If you were using ChatAnthropicTools for structured outputs, the official implementation supports this through the with_structured_output method:

from pydantic import BaseModel, Field

# Define your output schema as a Pydantic model
class WeatherInfo(BaseModel):
    temperature: float = Field(description="Temperature in Celsius")
    condition: str = Field(description="Weather condition (e.g., sunny, rainy)")
    humidity: float = Field(description="Humidity percentage")

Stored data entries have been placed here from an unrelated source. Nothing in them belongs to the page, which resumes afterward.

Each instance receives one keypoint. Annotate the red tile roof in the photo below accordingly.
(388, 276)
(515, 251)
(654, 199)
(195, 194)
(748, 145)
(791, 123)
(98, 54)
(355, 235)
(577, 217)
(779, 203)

# Create a model with structured output
structured_model = model.with_structured_output(WeatherInfo)

# Use the model to get structured data
result = structured_model.invoke("What's the weather like in San Francisco?")
print(f"Temperature: {result.temperature}°C")
print(f"Condition: {result.condition}")
print(f"Humidity: {result.humidity}%")

Conclusion

Migrating from LangChain’s experimental ChatAnthropicTools to the official implementation is straightforward and brings several advantages, including better integration with Claude’s native capabilities, more flexible tool definitions, and improved token counting.

By following the steps outlined in this guide, you can ensure a smooth transition to the official tool-calling support in the Claude API. This migration not only future-proofs your code but also gives you access to the latest features and improvements in both Anthropic’s Claude and LangChain’s integration with it.

Remember that the experimental class will remain available until langchain-anthropic==1.0.0, giving you ample time to migrate your applications. However, it’s recommended to update your code sooner rather than later to take advantage of the official implementation’s features and ensure compatibility with future updates.

This post was originally written in my native language and then translated using an LLM. I apologize if there are any grammatical inconsistencies.